Comments on "6 Tips to stop your kids from fighting"

Amy January 02, 2013 | 5:16 PM

Be a good role model!! Kids copy behavior like no other - make yours one you WANT them to copy.

Katie November 29, 2012 | 9:04 AM

I think watching your tone is the most important thing you can do. Kids learn from example. I really think that if you treat them with kindness and respect and try not to lose your patience around them, they will treat others the same way.

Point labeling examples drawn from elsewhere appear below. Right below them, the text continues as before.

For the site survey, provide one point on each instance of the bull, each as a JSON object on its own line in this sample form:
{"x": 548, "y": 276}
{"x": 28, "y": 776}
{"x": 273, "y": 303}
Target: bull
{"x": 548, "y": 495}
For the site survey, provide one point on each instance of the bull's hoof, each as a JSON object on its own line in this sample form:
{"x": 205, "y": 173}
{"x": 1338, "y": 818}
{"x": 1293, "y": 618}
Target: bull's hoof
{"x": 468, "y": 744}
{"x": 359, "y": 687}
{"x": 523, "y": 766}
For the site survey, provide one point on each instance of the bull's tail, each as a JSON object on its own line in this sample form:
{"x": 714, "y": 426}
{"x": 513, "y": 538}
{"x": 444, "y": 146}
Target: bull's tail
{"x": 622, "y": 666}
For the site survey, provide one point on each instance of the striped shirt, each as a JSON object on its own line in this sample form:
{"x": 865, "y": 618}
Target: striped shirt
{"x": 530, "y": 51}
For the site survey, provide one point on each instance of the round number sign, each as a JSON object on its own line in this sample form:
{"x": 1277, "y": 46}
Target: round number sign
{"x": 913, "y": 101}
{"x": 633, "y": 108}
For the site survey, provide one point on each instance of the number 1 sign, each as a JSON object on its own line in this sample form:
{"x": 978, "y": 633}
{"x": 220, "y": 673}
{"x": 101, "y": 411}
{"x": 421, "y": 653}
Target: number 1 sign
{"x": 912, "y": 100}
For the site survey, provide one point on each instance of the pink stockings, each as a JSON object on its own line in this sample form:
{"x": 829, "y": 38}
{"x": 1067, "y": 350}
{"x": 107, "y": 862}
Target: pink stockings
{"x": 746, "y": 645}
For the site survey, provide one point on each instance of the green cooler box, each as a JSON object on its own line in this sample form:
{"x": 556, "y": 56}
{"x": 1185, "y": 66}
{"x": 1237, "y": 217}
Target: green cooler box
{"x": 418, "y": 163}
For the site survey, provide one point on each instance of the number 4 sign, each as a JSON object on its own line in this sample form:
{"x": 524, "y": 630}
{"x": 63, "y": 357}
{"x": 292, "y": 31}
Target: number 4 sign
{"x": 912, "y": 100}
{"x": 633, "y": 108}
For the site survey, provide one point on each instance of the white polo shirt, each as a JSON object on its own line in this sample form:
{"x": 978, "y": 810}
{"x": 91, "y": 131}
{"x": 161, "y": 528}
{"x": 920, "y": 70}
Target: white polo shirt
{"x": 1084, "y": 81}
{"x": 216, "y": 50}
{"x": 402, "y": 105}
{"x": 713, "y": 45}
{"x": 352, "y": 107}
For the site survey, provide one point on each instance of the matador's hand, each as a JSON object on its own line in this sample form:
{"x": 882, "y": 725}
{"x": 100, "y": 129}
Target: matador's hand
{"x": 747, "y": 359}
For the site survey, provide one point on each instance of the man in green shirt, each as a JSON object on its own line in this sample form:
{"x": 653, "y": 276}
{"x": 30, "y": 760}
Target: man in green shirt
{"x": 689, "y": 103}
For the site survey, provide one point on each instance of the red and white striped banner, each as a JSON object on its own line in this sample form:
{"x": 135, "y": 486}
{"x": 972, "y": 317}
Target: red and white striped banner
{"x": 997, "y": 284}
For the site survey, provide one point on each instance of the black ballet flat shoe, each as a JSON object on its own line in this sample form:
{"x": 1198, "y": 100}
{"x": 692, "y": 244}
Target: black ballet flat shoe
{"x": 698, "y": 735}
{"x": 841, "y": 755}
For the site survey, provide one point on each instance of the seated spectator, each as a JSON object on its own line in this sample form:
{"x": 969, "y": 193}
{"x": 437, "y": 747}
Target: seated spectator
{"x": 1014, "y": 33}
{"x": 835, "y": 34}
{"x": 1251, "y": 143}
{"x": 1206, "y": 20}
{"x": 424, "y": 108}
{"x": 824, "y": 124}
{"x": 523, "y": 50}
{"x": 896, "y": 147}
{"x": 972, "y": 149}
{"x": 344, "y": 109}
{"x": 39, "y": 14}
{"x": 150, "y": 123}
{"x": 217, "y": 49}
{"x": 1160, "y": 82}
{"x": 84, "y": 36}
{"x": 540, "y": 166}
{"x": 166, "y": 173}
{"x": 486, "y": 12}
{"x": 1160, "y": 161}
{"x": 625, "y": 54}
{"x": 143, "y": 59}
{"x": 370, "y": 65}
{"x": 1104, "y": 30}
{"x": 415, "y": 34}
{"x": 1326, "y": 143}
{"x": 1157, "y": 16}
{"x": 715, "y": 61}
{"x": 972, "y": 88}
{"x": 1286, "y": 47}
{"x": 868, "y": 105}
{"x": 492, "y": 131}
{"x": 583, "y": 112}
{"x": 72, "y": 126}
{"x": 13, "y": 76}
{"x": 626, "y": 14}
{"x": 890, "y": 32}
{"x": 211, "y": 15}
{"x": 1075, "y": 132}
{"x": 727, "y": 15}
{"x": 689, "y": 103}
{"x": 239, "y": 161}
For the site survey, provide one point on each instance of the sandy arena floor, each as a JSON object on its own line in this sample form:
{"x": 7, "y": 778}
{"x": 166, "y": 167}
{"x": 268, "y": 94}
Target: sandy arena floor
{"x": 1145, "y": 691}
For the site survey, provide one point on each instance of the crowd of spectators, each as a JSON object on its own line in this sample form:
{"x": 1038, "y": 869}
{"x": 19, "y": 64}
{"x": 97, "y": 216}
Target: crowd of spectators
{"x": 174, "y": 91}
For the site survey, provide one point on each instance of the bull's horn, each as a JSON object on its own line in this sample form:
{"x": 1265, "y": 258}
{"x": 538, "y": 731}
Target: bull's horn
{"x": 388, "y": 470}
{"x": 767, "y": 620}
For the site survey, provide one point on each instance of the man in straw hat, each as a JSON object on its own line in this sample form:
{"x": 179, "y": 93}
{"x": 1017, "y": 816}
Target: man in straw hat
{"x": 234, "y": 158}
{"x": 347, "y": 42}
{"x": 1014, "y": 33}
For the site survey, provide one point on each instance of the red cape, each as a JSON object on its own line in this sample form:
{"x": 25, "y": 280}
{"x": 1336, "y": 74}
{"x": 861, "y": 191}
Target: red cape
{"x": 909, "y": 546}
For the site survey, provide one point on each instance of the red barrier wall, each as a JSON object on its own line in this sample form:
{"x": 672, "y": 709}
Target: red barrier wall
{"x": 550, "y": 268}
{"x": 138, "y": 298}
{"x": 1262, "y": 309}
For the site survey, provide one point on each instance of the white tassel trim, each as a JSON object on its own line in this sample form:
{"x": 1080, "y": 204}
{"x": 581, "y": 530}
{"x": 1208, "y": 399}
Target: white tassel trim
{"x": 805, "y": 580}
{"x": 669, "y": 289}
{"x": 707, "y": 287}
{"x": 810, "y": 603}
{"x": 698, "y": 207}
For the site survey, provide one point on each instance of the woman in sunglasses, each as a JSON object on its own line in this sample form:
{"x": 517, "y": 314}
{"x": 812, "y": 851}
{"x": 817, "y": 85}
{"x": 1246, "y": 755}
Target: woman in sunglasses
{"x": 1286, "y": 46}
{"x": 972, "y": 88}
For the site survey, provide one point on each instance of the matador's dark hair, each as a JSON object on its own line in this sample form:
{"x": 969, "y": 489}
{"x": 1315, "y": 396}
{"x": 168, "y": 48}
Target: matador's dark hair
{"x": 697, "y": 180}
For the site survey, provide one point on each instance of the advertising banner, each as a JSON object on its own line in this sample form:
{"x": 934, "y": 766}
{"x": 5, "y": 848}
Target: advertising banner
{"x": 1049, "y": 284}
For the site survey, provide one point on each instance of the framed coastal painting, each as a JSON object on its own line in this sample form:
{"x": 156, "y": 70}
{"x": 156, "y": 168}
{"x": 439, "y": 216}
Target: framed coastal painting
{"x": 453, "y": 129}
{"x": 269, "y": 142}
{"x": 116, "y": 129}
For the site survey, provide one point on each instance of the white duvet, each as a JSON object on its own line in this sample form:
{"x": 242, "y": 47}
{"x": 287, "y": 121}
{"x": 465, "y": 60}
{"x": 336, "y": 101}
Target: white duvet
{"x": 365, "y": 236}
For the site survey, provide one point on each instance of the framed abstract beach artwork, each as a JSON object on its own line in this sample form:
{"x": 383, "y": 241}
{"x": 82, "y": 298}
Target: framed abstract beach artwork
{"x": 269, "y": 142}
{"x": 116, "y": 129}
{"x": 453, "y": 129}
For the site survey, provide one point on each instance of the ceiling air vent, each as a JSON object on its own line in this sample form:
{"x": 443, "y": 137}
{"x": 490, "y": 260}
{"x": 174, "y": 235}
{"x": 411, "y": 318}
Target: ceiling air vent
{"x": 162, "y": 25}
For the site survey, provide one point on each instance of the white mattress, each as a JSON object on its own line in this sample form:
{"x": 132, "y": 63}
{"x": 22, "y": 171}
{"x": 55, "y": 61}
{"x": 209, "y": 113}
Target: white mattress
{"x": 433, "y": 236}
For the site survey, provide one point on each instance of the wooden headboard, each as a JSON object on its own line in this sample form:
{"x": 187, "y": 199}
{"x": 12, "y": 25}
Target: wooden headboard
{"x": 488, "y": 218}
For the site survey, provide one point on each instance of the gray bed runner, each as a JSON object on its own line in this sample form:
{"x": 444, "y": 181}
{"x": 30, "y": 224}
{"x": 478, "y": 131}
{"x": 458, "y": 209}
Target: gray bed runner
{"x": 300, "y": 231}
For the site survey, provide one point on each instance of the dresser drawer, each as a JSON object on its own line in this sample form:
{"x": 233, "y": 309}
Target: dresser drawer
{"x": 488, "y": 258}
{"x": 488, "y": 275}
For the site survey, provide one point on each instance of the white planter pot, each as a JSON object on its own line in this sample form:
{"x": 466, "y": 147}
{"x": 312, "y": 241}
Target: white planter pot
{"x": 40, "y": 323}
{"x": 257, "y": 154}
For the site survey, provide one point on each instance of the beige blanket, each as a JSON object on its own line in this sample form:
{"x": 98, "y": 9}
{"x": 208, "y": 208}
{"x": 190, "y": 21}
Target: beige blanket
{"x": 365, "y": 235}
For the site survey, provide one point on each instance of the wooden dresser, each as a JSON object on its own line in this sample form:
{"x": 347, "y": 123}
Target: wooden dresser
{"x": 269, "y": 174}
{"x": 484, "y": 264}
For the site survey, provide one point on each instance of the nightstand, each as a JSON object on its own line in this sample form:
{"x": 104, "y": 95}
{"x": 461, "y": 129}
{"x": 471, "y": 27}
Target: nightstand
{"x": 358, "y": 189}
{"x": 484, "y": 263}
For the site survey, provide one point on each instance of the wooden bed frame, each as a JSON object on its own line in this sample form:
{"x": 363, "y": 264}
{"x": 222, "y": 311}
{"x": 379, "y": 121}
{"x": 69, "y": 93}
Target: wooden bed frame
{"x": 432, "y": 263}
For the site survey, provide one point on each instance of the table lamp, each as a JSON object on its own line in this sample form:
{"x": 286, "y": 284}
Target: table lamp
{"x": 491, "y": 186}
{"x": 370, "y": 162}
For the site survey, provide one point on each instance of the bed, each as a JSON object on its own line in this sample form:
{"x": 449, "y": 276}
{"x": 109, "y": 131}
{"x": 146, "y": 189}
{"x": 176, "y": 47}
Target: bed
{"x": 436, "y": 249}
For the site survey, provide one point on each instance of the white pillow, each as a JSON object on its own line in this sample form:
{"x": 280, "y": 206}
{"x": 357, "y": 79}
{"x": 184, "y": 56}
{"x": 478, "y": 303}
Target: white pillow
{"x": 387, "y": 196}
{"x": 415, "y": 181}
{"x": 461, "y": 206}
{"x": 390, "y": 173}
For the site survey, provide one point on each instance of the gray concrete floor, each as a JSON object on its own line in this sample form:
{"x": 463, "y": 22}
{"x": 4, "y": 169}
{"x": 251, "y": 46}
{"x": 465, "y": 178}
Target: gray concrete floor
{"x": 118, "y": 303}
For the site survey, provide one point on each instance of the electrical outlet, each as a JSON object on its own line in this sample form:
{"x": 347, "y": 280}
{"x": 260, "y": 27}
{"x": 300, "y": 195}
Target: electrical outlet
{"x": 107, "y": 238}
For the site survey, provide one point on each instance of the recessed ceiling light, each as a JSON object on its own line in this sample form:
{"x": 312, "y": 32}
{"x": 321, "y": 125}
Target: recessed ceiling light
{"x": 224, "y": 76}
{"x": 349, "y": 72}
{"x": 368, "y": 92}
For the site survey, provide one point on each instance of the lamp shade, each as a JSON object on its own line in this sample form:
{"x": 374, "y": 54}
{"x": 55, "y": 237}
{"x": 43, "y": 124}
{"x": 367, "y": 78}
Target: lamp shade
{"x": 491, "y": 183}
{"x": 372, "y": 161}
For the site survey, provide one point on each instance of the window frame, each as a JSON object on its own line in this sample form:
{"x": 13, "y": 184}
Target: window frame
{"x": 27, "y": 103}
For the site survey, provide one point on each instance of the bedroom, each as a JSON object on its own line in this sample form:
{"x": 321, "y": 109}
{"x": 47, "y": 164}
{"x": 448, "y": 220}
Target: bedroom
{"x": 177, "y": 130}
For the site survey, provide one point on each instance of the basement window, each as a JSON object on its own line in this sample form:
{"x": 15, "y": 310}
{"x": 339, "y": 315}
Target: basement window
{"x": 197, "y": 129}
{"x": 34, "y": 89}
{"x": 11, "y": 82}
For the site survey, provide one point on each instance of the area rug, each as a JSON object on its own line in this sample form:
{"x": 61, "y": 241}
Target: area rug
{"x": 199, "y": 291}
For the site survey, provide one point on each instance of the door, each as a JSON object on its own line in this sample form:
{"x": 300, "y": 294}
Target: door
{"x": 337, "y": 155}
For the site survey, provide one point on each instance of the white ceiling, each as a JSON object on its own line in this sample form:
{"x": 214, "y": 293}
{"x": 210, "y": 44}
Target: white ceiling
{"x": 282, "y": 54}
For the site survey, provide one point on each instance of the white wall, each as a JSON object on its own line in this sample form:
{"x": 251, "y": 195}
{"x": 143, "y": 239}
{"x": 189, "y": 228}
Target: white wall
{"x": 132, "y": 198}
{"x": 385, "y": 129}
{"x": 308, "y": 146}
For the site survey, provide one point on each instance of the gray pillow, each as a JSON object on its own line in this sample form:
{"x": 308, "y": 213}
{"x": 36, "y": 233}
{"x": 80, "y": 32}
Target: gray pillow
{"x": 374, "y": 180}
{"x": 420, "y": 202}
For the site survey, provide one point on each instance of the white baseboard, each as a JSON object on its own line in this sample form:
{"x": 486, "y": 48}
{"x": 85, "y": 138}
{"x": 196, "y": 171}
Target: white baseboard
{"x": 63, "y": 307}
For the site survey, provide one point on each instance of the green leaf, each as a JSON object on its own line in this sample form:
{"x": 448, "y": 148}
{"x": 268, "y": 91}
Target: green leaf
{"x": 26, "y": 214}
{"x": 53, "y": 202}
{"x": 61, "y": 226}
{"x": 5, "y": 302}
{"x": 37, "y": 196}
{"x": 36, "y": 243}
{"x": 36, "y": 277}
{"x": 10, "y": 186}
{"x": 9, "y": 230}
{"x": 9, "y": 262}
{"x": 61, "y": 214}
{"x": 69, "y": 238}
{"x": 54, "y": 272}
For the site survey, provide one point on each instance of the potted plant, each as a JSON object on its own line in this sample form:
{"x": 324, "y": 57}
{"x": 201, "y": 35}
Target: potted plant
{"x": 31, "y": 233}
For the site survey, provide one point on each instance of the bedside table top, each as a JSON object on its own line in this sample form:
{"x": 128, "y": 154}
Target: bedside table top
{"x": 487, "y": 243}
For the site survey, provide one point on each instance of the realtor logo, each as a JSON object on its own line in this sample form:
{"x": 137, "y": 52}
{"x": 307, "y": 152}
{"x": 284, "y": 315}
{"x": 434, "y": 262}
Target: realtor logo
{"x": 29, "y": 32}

Michelle L August 24, 2010 | 10:28 PM

There's a problem with the empathy one. People say I-told-you-so's don't do anything constructive but yes they do. After you've warned someone not to do something stupid (like your child who is supposed to obey you) then you reserve the right to remind them of it when they ignore you and fall. Otherwise they're more likely to keep walking all over you, you can say whatever you want and they don't have to listen. Little boys will continue to do the thing that hurts them-like running in the house and falling and hitting their heads-over and over. Even after mommy tells them not to. So you can't say that they will learn from their own mistakes. In fact, punishing the child for the disobedience whether they got hurt or not would probably be the most constructive (after you're sure the child is okay), more constructive than an I-told-you-so. A 'poor baby' tells the child that if they feel like disobeying you, you'll come back feeling bad for them and won't get mad. Almost making it okay for them to disobey if they get hurt. With my younger brothers I remind them of this ahead of time. "Now I'm telling you you can't jump down the stairs. At all. You will get hurt and it will be all your fault. We are not going to feel bad for you if you disobey us and get hurt doing something dangerous. That will be a stupid thing for you to do, and you'll get a spank. Do not do it." That teaches them to make their bed and lie in it. They do it and they face the consequences. Consequences for breaking rules should not be pushed aside just because the children hurt themselves, like they were warned they would.

daniela rodriguez February 17, 2009 | 10:08 AM

This really helps. I have a little brother, me and him always fight. I feel that as a big sister i should get more respect but bacause of da fact that me and him are always fightin i dont get the respect i want from him, wat should i do???